Industry in Dursley

Dursley has a rich and varied industrial history founded in the 15th century with woollen cloth manufacturing. The industry developed significantly over the centuries and by the beginning of the 19th century there were seven cloth mills in the town with many more in neighbouring parishes. Cloth manufacturing still exists in the valley to this day with the sole example of Cam Mills on Everlands now run by the Milliken company in the buildings once occupied by Hunt & Winterbotham.

The 19th century also saw the arrival of heavier engineering in the town with the establishment of R A Lister and Company which went on to become the town's largest employer with upwards of 4000 employees at its peak. R A Lister manufactured a range of petrol, paraffin and diesel engines which were, and still are, used in a multitude of applications worldwide. In 1986 the company merged with Petters Ltd. of Staines to form Lister-Petter Ltd. which is still the major employer within the town although on a much smaller scale following significant reductions in the workforce in recent years and demolition of most of the buildings in 2002.

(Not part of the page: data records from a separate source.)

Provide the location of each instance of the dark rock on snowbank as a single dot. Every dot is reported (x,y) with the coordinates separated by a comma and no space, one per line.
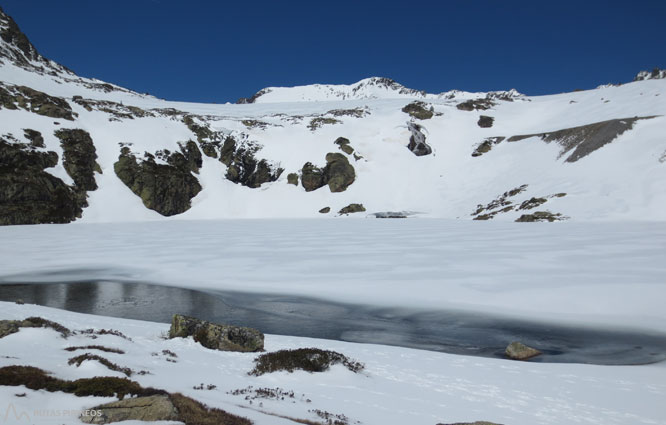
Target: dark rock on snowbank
(338,174)
(519,351)
(167,189)
(419,110)
(28,194)
(485,121)
(417,143)
(352,208)
(216,336)
(243,167)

Furniture production was another large employer in the town until 2003 when the last company, Bymacks Ltd. left the town to move to Chalford. Before moving into the old Lister training school (Victoria Works) and the press shop, Bymacks previously operated from a site in Boulton Lane which was itself once a brewery. Another factory that existed in this area of town was Harrold's, a manufacturer of machine drive belting. Dursley also played an important part in the pin-making industry and the "Pin Mill" in Water Street survives as evidence.

Bymacks Office Block, Long Street, Dec. 28th 2000
Copyright Andrew Barton

On Long Street, the carpet manufacturing firm of John B. Champion & Son operated for many years out of the Reliance Works before it went out of business and the buildings were taken over by the Bailey Newspaper Group which moved in from Kingshill Road. This company is still very much alive in 2003, still publishing the Dursley Gazette but now part of the Newsquest group. However the original Reliance Works buildings were demolished in the mid 1960's and replaced by another of a modern less attractive design.

Another famous resident of the town was Mikael Pedersen who manufactured the distinctive Dursley Pedersen bicycle in the late 19th and early 20th centuries from his factory at the old Pin Mill in Water Street.

Electrical motor production was yet another major employer in the town. Mawdsley's started up in 1907, having taken over the old Lister Electric Light and Power Manufacturing factory at the Rivers Mill on Uley Road. This company traded in the town for 93 years, leaving to move to Quedgeley in 2000.

Looking forward from 2003 it is difficult to imagine big industries ever returning to the town in their previous numbers but hopefully a resurgence in smaller businesses will offset some of this.